Will: As we got the language school going, we found a lot of the refugees just struggling with deep depression, and when you get close to them you find out that they’ve left their family behind. Some are hearing stories of fathers and brothers and family being killed back home. And because they’re here, they can do nothing about it. They’re lonely and they don’t have a support system. So we’ve become family to them. But how could we help them work through this depression? That’s when the thought came to us, Ellen White says that gardening is very therapeutic. It’s healing to get your hands in the dirt and in the soil and get involved in growing things. So we actually found a gardening club here in town that came and said we’ll teach gardening to your students. Can you find a place to do a garden? Well, we scratched our heads ‘cause there’s not a whole lot of land available, but then we saw some ice plant over there on a hillside. “Let’s just pull the ice plant out and let’s terrace this little hillside.” As they got out there and started working in the soil, watering it with Ellen White’s water and growing things. They’d start singing songs from back home, and they’d start chattering together with each other and they were smiling and they were happy, and they were growing things that they enjoyed having from home and the depression just lifted.
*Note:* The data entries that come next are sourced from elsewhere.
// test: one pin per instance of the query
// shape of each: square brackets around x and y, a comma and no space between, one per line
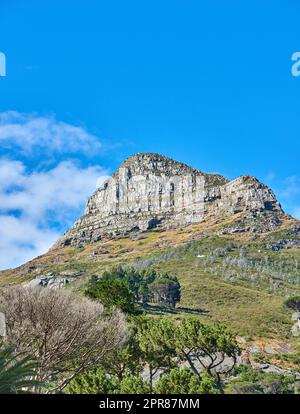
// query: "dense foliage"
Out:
[123,287]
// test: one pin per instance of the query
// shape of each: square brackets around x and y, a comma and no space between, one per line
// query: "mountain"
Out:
[150,191]
[233,248]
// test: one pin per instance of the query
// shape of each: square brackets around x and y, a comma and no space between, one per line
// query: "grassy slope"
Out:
[237,280]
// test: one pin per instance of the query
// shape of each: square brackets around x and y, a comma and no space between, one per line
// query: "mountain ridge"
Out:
[150,190]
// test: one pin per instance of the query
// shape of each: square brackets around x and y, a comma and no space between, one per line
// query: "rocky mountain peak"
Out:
[150,190]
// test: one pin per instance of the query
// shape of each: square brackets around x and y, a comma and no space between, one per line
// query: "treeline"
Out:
[61,341]
[126,287]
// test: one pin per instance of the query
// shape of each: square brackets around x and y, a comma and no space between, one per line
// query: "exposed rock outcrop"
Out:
[150,190]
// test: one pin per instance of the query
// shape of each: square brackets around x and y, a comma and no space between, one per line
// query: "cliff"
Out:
[151,190]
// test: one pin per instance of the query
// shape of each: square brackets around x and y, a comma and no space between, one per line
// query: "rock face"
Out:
[150,190]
I got a grant from North American Division Health Department for $2,500 to get some retaining wall material for the garden and the hospital has leased us 12,000 square foot of a hillside for $1 for three years to expand our community garden.
C.J: Can grant writing play a role in the ministry of a church?
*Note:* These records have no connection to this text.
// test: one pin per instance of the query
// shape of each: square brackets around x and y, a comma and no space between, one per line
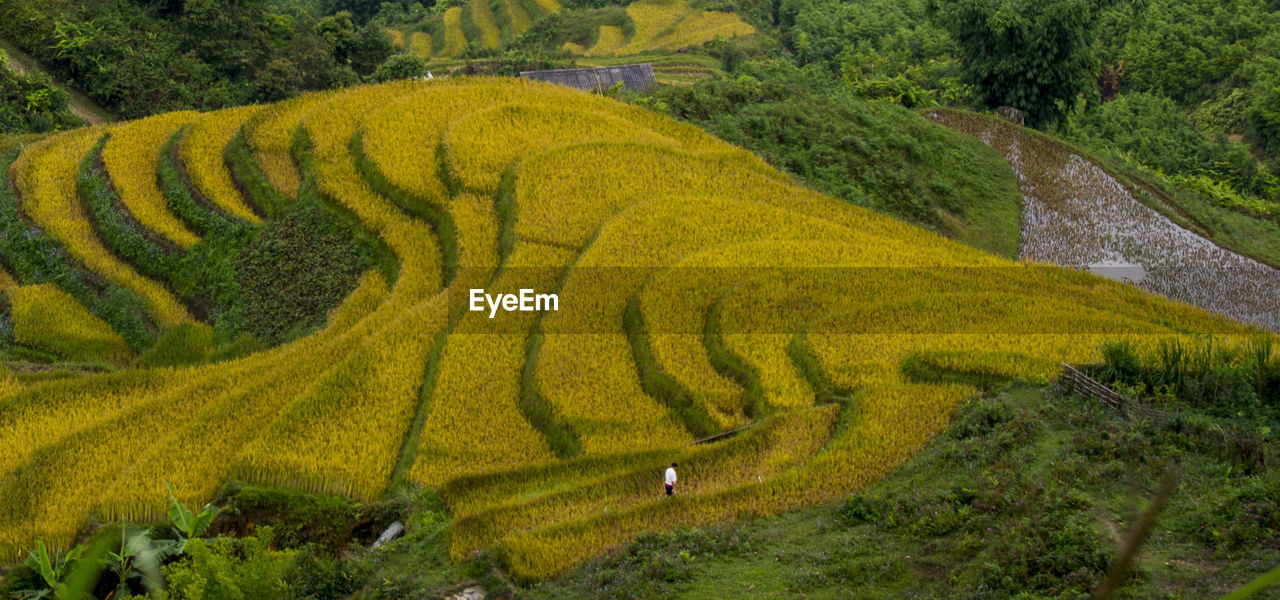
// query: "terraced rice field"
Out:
[1079,215]
[658,24]
[699,291]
Will: We do a lot of grant writing. God has truly provided for us. We never know for sure where it’s going to come from but we have raised well over $200,000 in the last two years from various sources, Just yesterday a community person who came into our thrift store, learned about our ministry, said I’ve got a car that I’m not using. Would you like to have it? And so there’s a car sitting out here, donated to us, that will go to help one of our families. We had an anonymous donor who left us $85,000 in her will. That was an unasked for, unexpected gift to us from God. Another estate, again, unasked for, unexpected, brought in $33,000. I don’t know where it came from. I’ve told my members enough times that if God asks you to do something, He’ll provide the resources, and He’s just showing us that He does that. Do we need more money? Of course. So you want to give some money? Of course we’ll be happy to accept it. I’m looking for $30,000 right now to cover these refugee children at our academy. I’m convinced it’ll be there somewhere. God knows who it is, God knows where they are and God will bring it to us.
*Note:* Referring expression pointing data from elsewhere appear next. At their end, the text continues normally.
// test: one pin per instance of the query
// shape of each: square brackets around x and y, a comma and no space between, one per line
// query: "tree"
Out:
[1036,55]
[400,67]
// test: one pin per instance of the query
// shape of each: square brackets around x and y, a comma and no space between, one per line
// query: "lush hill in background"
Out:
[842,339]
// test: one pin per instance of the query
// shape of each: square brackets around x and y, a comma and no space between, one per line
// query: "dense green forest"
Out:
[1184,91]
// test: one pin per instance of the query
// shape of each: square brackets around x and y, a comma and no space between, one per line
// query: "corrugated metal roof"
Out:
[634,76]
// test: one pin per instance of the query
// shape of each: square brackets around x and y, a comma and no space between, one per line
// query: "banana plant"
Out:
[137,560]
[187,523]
C.J: Pastor James, do you have any closing words of encouragement for a young pastor that you could share from your experience here at Paradise Valley?
Will: Ask God what He wants you to do and then be willing to do it. God will show you, and if you’re willing to step out in faith and begin to do what God shows you, He’ll open doors for you. He wants nothing more than for you to be willing to do something for Him. Ellen White wrote that ‘God desires nothing more than to see people willing to be open and used by Him, and the world needs nothing more than people who are used by God to share His love in the world.’ That’s paraphrased, but that’s part of what has motivated us here.
At the time of this interview, C.J. Cousins was a recent seminary graduate and Will James was the senior pastor of the Paradise Valley Church in California.